Firefighters have been battling the flames for 11 days in northeastern Greece which have killed at least 20 people and pose an "ecological disaster".
Eleven planes and one helicopter from the EU fleet have been sent to help Greece counter the fire, north of the city of Alexandroupoli, along with 407 firefighters, spokesman Balazs Ujvari said.
The EU's civil protection service said the fire has burnt over 810 square kilometers (310 square miles) -- an area bigger than New York City.
"This wildfire is the largest in the EU since 2000, when the European Forest Fire Information System (EFFIS) began recording data," the service said.

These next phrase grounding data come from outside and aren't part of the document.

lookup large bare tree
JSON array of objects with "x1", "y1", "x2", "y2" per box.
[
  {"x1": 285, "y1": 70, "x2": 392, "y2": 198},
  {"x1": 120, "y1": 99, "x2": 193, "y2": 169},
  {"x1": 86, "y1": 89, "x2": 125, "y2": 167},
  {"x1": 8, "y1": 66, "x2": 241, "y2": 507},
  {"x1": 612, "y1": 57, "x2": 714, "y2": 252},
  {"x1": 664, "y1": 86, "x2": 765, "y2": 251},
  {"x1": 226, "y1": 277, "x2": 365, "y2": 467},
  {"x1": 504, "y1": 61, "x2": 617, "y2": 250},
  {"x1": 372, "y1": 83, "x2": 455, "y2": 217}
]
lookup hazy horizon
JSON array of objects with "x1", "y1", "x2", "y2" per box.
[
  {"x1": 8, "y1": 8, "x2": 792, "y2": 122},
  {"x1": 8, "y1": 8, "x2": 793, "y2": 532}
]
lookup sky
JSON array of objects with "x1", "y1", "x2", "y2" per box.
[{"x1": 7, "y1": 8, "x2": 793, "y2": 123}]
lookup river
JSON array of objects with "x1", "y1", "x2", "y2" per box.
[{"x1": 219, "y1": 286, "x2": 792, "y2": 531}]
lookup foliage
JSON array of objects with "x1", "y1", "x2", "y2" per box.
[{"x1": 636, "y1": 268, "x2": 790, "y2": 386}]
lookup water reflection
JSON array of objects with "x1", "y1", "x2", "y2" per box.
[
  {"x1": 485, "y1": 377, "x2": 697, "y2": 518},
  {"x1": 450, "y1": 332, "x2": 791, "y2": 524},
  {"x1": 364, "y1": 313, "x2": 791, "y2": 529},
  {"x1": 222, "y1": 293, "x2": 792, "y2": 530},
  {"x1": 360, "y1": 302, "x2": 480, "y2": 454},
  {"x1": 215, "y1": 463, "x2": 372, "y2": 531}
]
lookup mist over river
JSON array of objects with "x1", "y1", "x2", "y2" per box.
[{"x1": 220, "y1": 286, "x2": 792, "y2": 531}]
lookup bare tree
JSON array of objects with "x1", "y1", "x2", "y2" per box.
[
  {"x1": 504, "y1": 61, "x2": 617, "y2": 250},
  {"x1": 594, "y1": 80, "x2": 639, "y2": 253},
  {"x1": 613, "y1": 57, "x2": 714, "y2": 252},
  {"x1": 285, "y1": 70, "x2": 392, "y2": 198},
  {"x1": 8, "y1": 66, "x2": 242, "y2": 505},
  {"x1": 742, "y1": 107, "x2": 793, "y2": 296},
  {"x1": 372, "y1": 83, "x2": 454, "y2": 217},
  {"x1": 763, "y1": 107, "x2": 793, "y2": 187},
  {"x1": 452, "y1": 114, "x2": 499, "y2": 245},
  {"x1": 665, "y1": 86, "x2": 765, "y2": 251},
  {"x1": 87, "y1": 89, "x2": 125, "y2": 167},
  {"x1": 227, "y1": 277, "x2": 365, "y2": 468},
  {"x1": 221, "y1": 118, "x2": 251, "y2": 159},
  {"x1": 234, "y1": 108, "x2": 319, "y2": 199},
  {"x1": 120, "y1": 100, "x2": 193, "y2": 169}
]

Since it began on August 19, the bodies of 20 people have been found, 18 of them migrants including two children that were discovered in a region often used as an entry point from neighboring Turkey.
Greece's fire service told AFP that the blaze was "still out of control" in the northeast region's Dadia National Park, a major sanctuary for birds of prey.
A large fire previously hit the park in 2011, forest ranger Dora Skartsis said, lamenting that "everything that was regenerated since has been lost" in recent days.
"We're talking about a huge ecological disaster. The image is tragic," said Skartsis, who also heads a biodiversity protection group in the region.
The forest also plays a vital economic role in supporting logging, beekeeping and tourism activities in Evros, one of the poorest regions of the country.